The second lecture, "The Uncertainty of Values" deals with his views on the relationship between science, religion and politics. Feynman acknowledges science's limitations and says that it does not have the value system that religions have, but adds that it can be used to help in making decisions. He also stresses the importance of having the freedom to question and explore, and criticizes the (then) Soviet Union by saying that no government has the right to decide which scientific principles are correct and which are not.

In the third lecture, "This Unscientific Age", the longest of the three, Feynman discusses his views on modern society and how unscientific it is. Using a number of anecdotes as examples, he covers a range of topics, including "faith healing, flying saucers, politics, psychic phenomena, TV commercials, and desert real estate".

==Reception==
The Meaning of It All was generally well received by reviewers, although some said that the lectures did not translate into print very well and complained about the awkward sentence constructions in places resulting from the transcription from the audio recordings.

In The Guardian Nicholas Lezard wrote that The Meaning of It All has almost no science in it, and that Feynman, two years before winning the Nobel Prize in Physics, gave these lectures to a non-specialist audience and spoke of "the principles of scientific methodology as if he was making a good wedding speech". Bruce Tierney said on the Book Page that it gives readers "the opportunity to take a fresh glimpse into the inner workings of one of the finest minds of our age", adding that Feynman "expounds on [...] issues with his characteristic energy and intellectual vigor".

Nick Meyer wrote in the New York magazine that Feynman departs from his field of theoretical physics and "waxes philosophical" on "the strengths and limitations of scientific thought", using topics like "poverty, religion, and flying saucers" to illustrate his arguments. Meyer said that Feynman "sounds like himself, which is a high compliment." Chris Quigg, a theoretical physicist at the Fermi National Accelerator Laboratory, said that The Meaning of It All is an opportunity to "ponder and debate [Feynman's] ideas". Quigg said it is also an "unspoken challenge" to other scientists to consider the "cultural and spiritual value of science".
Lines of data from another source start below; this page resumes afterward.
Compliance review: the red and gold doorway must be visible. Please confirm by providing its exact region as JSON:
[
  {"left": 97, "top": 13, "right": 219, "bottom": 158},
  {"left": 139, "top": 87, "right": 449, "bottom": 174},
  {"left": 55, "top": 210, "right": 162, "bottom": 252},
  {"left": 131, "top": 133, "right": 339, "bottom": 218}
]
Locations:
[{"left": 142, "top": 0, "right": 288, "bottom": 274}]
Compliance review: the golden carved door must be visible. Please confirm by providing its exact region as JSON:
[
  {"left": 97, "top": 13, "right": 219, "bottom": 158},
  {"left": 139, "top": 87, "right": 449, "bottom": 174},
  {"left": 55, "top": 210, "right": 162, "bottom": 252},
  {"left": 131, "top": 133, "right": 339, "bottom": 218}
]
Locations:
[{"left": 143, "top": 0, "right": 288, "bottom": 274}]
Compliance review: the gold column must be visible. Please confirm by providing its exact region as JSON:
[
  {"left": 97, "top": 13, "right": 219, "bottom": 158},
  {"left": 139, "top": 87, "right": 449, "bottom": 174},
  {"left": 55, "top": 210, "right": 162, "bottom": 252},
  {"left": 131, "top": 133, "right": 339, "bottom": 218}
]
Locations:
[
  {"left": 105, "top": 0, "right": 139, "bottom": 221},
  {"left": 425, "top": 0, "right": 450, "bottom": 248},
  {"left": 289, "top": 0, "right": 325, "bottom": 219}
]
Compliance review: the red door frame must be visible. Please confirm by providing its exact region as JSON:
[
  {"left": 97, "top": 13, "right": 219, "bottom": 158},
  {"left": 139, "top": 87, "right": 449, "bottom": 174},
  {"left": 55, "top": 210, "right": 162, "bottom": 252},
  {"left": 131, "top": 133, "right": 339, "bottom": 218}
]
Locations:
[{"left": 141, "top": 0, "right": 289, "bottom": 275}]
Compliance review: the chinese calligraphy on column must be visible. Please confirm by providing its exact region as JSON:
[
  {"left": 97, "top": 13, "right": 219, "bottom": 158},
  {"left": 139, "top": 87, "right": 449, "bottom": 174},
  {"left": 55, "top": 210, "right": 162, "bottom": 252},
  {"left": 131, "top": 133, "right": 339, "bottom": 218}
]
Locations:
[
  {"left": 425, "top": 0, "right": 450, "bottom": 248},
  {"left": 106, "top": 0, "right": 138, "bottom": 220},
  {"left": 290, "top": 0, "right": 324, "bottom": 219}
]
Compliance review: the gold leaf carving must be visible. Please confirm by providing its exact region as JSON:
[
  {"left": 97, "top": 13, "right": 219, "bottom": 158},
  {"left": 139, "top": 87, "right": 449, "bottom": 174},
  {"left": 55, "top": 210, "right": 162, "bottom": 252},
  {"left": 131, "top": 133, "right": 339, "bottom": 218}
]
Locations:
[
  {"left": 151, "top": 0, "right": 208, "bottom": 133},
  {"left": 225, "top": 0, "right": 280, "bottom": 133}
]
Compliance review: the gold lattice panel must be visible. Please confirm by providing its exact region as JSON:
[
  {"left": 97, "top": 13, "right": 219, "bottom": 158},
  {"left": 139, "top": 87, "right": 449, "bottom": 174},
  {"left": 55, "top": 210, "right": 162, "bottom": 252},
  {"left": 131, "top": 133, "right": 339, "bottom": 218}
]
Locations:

Timothy Ferris writing in The New York Times was generally impressed with the first two lectures, but felt that Feynman's "ad-lib approach" faltered in the third. At the beginning of this last lecture Feynman said, "I have completely run out of organized ideas", and Ferris felt that this showed in the somewhat "ragged" speech that followed. Eli Kintish in The Yale Review of Books complained that while the lectures "burn with the fuel of Feynman's enthusiasm", they are difficult to follow in places because of their lack of focus. Kintish said that with some editing it would have been "a more accessible read", but added that the book was still full of "original gems". David Goodstein, a physicist who attended the lectures in 1963, wrote in American Scientist that while the book has "some nuggets of pure Feynman gold", it is "badly dated and atrociously edited". Goodstein complained that the publishers had ignored Feynman's request not to print the lectures, and said that the book "does not honor his memory".